After deciding to study music, I went to college as a trumpet performance major. I enjoyed being a student at the University of Alabama (Roll Tide!!).
My teacher, Mike Johnson, was quite an individual. He had a great studio at the time and somehow inspired us to play great. I cannot say exactly HOW he inspired us, because you would have been hard pressed to find any “teaching philosophy” or fundamental approach that he advocated. I’m not sure he even recruited students. They just came, and he taught. He was a smart, well-read man with a sarcastic sense of humor. His approach to life was skepticism and will power, and I think that appealed to me when I was that age.
The serious players at the University of Alabama would gather at the top floor of the Capstone building around 9 or 10 every night. One of us would take Mike’s studio (everyone had keys). One would set up just down the hall. Another in the stairwell. And a fourth down by the old band room. And we would shed until midnight or longer–each of us in earshot of the other. Each of us challenging the other to play better. There were a lot of Haydns, Hindemiths and Brandenburgs.

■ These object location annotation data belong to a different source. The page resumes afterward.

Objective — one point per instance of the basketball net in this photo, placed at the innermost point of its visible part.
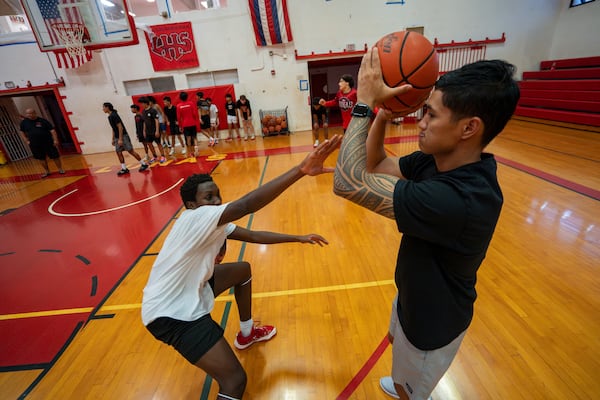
(71, 34)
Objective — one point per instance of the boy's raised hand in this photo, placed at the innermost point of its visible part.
(313, 238)
(313, 163)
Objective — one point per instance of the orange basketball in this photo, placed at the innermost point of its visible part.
(408, 58)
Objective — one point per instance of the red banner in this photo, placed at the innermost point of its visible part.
(172, 46)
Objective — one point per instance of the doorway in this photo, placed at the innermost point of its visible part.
(46, 105)
(324, 76)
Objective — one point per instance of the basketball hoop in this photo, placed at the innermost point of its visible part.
(72, 34)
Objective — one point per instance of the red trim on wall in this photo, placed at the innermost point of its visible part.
(331, 53)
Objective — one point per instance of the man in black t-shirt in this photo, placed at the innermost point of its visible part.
(152, 128)
(445, 200)
(121, 140)
(41, 137)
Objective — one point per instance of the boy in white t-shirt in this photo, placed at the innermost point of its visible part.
(184, 281)
(214, 122)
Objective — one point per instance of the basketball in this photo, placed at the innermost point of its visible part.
(408, 58)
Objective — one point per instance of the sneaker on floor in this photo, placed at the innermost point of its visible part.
(258, 334)
(387, 385)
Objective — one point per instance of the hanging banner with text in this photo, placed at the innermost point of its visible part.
(172, 46)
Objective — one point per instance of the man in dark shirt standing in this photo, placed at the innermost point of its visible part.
(41, 137)
(445, 200)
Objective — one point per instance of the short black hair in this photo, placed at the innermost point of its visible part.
(190, 187)
(484, 89)
(348, 78)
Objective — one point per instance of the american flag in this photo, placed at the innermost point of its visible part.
(270, 21)
(51, 15)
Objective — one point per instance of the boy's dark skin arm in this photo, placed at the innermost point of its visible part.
(266, 237)
(255, 200)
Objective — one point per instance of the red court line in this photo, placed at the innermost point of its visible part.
(364, 371)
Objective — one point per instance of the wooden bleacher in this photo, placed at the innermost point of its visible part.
(566, 90)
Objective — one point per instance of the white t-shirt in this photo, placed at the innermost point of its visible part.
(178, 284)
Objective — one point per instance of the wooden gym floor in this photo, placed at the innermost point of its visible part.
(76, 250)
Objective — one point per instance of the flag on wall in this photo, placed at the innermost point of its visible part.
(51, 15)
(270, 21)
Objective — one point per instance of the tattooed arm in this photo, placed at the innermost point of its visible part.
(363, 173)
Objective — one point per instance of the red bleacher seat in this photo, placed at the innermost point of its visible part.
(566, 90)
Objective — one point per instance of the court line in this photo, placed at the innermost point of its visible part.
(51, 206)
(364, 371)
(222, 298)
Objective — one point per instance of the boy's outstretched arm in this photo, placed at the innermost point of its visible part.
(258, 198)
(266, 237)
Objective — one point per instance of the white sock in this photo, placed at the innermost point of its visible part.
(246, 327)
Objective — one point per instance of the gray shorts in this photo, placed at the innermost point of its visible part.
(418, 371)
(126, 144)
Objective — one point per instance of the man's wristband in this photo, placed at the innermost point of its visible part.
(362, 110)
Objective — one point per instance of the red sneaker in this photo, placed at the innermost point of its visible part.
(259, 334)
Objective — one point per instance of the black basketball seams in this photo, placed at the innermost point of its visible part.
(425, 61)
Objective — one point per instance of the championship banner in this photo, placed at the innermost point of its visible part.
(172, 46)
(270, 22)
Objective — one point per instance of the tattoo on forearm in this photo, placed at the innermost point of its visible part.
(351, 181)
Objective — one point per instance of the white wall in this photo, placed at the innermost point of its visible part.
(535, 29)
(577, 32)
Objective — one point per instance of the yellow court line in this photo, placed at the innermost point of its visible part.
(48, 313)
(222, 298)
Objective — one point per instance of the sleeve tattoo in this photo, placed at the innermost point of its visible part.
(351, 180)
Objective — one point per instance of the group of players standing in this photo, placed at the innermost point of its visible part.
(152, 120)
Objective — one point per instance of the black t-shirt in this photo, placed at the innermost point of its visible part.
(171, 113)
(204, 106)
(139, 124)
(230, 108)
(38, 130)
(114, 120)
(245, 108)
(150, 116)
(319, 113)
(447, 220)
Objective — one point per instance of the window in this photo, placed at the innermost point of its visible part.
(152, 85)
(215, 78)
(575, 3)
(13, 19)
(190, 5)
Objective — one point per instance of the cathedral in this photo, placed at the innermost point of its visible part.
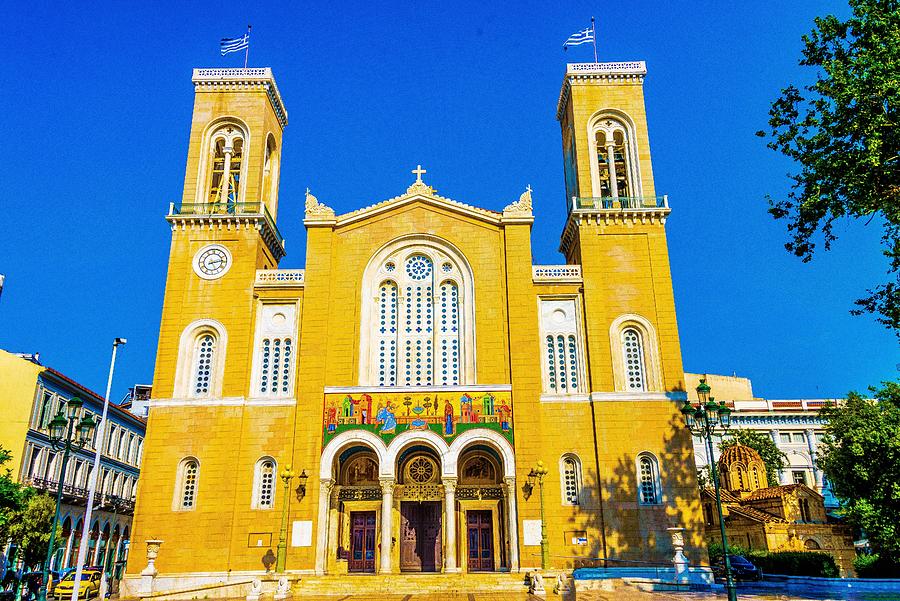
(420, 397)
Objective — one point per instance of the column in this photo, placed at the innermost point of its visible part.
(513, 518)
(611, 164)
(817, 473)
(450, 524)
(325, 485)
(387, 528)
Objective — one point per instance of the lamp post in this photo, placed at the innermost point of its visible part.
(286, 475)
(62, 429)
(537, 474)
(704, 421)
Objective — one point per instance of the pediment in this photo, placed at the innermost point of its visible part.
(420, 192)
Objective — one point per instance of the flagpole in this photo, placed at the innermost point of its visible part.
(247, 50)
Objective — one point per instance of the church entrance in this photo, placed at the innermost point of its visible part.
(362, 541)
(480, 539)
(420, 536)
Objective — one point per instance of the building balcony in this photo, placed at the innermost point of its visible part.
(619, 203)
(238, 213)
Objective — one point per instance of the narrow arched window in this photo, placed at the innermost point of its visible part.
(633, 356)
(416, 334)
(264, 484)
(202, 368)
(571, 480)
(387, 334)
(276, 363)
(648, 480)
(187, 489)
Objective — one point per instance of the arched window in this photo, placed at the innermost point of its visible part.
(417, 330)
(276, 363)
(264, 484)
(633, 356)
(225, 174)
(648, 480)
(561, 346)
(570, 469)
(202, 367)
(186, 491)
(614, 173)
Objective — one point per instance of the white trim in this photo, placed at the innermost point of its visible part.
(652, 364)
(224, 402)
(184, 367)
(600, 397)
(399, 389)
(373, 275)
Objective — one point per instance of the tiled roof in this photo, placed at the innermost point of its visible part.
(755, 514)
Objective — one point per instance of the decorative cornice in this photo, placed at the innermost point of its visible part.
(631, 70)
(217, 80)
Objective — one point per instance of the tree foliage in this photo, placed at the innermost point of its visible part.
(762, 444)
(860, 456)
(30, 527)
(843, 132)
(10, 495)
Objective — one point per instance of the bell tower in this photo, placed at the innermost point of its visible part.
(615, 229)
(223, 230)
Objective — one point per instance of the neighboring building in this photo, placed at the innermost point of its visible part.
(788, 517)
(794, 425)
(419, 367)
(31, 395)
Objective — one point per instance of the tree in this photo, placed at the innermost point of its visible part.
(31, 526)
(860, 456)
(843, 132)
(762, 444)
(10, 495)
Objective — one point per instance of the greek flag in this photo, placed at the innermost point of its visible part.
(227, 45)
(580, 37)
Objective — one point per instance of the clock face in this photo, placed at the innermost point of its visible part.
(212, 262)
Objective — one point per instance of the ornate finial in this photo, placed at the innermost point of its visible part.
(419, 186)
(314, 208)
(522, 206)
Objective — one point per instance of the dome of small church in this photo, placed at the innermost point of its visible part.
(742, 470)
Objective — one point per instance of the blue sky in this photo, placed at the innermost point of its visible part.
(95, 113)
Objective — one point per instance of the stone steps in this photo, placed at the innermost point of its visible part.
(402, 584)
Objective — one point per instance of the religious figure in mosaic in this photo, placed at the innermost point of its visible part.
(387, 419)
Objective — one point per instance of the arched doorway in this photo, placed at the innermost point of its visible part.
(419, 493)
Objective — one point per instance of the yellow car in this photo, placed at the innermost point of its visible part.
(88, 587)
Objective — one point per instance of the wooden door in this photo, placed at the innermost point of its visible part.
(480, 540)
(362, 541)
(420, 537)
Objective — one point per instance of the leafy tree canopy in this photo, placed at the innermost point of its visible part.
(764, 445)
(842, 131)
(10, 494)
(860, 456)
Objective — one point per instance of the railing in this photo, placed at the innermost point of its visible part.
(556, 273)
(225, 209)
(610, 203)
(280, 277)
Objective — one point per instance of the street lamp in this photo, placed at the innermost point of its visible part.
(537, 474)
(704, 421)
(67, 432)
(286, 475)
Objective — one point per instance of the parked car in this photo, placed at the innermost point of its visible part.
(88, 587)
(741, 568)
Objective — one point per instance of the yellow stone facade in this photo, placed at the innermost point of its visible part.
(211, 434)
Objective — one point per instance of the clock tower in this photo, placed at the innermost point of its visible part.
(223, 230)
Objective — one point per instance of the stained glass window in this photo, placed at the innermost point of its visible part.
(204, 353)
(633, 355)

I have always had an interest in dusty old things, and I remember that Mike had a Meinl and Lauber baroque trumpet hanging on the wall. He showed me a letter from Ed Tarr. Mike was going to take lessons from Ed earlier in his career, but things didn’t work out. All that was left was that baroque trumpet. I was thrilled that he let me borrow that baroque trumpet in my senior year for an independent study project. I was an funny-looking student, walking around the campus with a baroque trumpet in my hand. The teacher for that independent study was Charles Brewer, and he had microfilm photos of music scores from the palace at Kroměříž (located now in the Czech Republic). I had to transcribe one of the scores by hand into a modern score with parts.

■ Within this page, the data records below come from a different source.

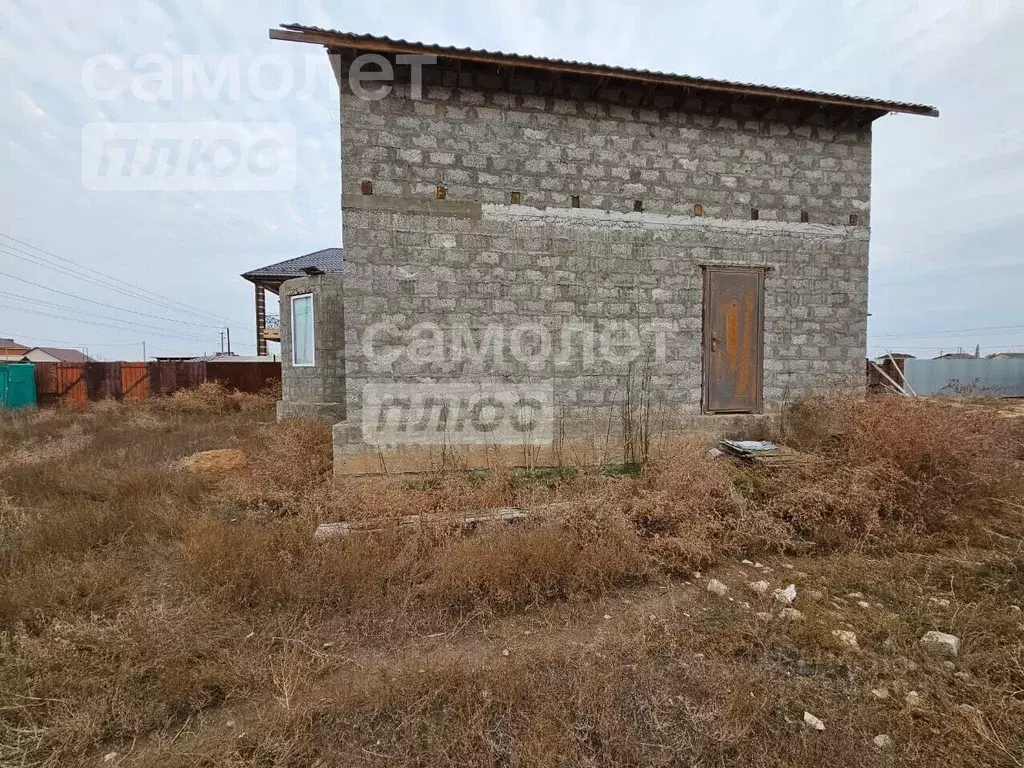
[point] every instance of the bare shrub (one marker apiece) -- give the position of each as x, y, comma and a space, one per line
214, 396
907, 462
691, 512
255, 565
288, 460
582, 555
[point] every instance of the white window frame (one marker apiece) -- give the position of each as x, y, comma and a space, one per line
312, 332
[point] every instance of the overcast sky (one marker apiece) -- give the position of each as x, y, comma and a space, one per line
947, 225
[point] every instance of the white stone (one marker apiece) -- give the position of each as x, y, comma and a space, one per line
968, 711
847, 638
941, 641
717, 588
814, 722
760, 587
787, 595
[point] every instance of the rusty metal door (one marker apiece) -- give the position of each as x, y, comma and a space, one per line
733, 339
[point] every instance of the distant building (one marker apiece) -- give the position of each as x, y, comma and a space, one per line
55, 354
11, 351
327, 261
896, 356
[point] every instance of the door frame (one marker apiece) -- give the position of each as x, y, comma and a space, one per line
707, 270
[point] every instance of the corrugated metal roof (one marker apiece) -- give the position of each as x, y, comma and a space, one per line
329, 260
336, 38
65, 355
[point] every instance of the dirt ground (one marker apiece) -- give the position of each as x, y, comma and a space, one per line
161, 605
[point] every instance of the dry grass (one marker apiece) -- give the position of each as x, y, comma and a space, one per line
184, 617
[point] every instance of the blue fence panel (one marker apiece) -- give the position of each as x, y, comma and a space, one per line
17, 385
974, 378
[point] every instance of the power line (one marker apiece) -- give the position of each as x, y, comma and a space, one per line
108, 325
34, 301
173, 304
103, 304
4, 249
72, 343
949, 331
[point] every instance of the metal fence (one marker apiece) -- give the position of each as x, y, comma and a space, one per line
76, 383
974, 378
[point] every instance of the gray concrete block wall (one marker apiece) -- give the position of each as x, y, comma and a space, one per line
474, 259
483, 137
315, 392
510, 265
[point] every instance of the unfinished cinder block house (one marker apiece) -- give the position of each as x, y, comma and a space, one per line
727, 223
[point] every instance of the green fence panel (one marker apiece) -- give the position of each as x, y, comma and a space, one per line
17, 385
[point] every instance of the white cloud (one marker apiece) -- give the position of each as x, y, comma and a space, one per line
944, 198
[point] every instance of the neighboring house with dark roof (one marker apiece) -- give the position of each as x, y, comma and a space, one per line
327, 261
568, 228
55, 354
11, 351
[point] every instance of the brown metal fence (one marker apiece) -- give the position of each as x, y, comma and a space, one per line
75, 384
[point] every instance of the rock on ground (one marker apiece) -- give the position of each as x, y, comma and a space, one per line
787, 595
941, 641
760, 587
717, 588
847, 638
216, 462
813, 722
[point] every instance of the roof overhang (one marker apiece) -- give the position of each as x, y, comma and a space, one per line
336, 40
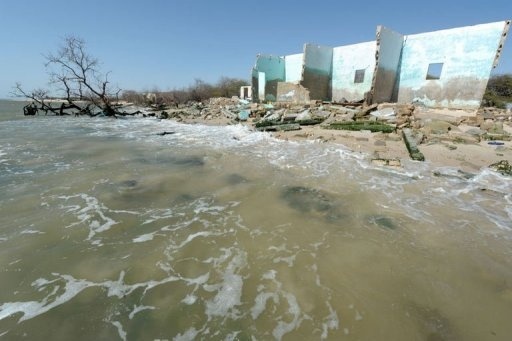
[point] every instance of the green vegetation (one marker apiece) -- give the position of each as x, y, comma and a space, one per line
498, 92
372, 126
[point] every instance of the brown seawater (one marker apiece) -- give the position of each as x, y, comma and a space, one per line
110, 231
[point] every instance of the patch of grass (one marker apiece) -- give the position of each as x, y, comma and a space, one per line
362, 125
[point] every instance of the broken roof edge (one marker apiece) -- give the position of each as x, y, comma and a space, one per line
501, 43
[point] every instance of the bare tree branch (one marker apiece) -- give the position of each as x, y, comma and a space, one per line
76, 76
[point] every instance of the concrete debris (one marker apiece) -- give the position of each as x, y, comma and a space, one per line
416, 126
503, 167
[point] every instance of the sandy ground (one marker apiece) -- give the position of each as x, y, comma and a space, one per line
444, 152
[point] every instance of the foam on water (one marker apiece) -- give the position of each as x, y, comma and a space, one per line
212, 264
90, 212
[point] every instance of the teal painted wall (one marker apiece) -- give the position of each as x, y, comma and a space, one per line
389, 46
271, 70
467, 54
345, 61
316, 75
293, 67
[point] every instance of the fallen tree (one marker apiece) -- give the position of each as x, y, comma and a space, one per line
76, 77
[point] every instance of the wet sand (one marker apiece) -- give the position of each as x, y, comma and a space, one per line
454, 149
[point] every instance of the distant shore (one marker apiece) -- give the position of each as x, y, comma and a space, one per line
452, 138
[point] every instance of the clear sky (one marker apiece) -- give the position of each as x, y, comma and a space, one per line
158, 44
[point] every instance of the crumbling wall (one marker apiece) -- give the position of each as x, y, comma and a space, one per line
387, 68
292, 93
462, 60
293, 67
316, 73
346, 61
271, 70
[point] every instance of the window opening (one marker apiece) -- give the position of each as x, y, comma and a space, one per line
359, 76
434, 70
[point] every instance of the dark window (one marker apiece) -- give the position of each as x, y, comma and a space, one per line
359, 77
434, 70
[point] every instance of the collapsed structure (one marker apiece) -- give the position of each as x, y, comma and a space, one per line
447, 68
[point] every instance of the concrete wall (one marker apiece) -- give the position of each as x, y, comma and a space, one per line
389, 50
316, 74
468, 55
271, 70
293, 67
292, 93
345, 61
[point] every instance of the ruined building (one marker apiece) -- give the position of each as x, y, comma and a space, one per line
448, 68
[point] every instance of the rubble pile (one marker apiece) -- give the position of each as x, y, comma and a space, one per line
416, 125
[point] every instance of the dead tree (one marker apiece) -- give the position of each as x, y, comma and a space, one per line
76, 76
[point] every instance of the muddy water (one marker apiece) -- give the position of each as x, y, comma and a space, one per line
110, 231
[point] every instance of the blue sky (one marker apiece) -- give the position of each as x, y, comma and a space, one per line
157, 44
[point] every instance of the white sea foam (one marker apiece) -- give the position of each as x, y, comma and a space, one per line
229, 292
138, 309
189, 299
91, 213
282, 327
72, 287
120, 329
331, 322
260, 303
144, 238
188, 335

A Meinl and Lauber baroque trumpet. This trumpet was very popular in the 1970s for trumpeters who wanted to be like Ed Tarr.
I do remember having great doubts about my career choice around my junior year. I didn’t really want to be poor or a burden on my parents, so I began to think of the military. I talked to the Navy Recruiter at the student union building about the Nuclear Engineering program. To get a Nuke scholarship (free tuition plus about $1000 a month) all I had to do was take two Calculus-based Physics courses before my senior year. I sailed through the first one but got bogged down in the second course, which was focused on electricity. I wasn’t playing much trumpet. I was in a funk.
I clearly remember my dad having a conversation with me. He not only felt like the Nuclear program was a little dangerous for me, but he also felt like I was selling out. He knew that I loved the trumpet and that my identity was connected to music. Shortly after that conversation, I played a wedding gig, which revived my passion for the trumpet. I withdrew from the second Physics course, and I told the recruiter that I wasn’t going to be a sailor (little did I know that I would actually join the Navy as a trumpeter 13 years later!).
We all have life decisions that can shift our direction dramatically. There is no scientifically-correct answer. My advice is to listen to your heart. Have conversations with trusted friends and family members.